7. assessment or the screening technique of a kind of SOST albumen or antibody activity comprising following steps：

(1) gradient dilution SOST albumen to be measured；Or gradient dilution test antibodies, certain density SOST antibody incubation is added；

(2) it is co-cultured again with cell strain as described in any one of claims 1-3；

(3) then be added Luciferase Assay Reagent, be protected from light, react at room temperature after read；

(4) SOST antibody or protein activity value are judged according to reading.

8. assessment or the screening technique of SOST albumen as claimed in claim 7 or antibody activity, which is characterized in that described to be measured The concentration of antibody is 850nM~1nM；The SOST protein concentration to be measured is 4.5 μM~80pM；The temperature of the incubation is 37 DEG C, the time is 1 hour；The co-cultured cell strain number amount is every reaction 2 × 10⁴It is a；The temperature of co-cultivation is 37 DEG C, the time It is 18~20 hours；And/or the room temperature reaction time that is protected from light is 15 minutes.

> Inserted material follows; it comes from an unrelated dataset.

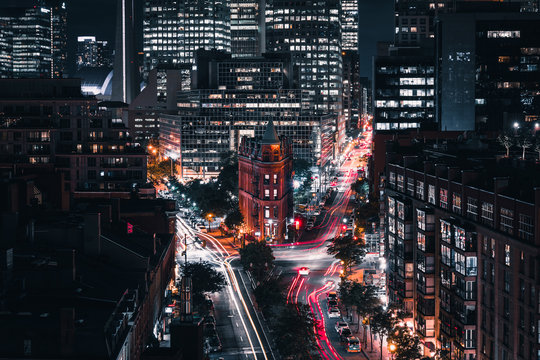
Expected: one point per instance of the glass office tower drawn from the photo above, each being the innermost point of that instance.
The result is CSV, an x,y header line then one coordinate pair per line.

9. application of the cell strain as claimed in any one of claims 1 to 3 in SOST albumen or antibody activity assessment or screening.

10. a kind of preparation comprising the described in any item cell strains of claims 1 to 3, preferably, the preparation is SOST albumen Or antibody test preparation.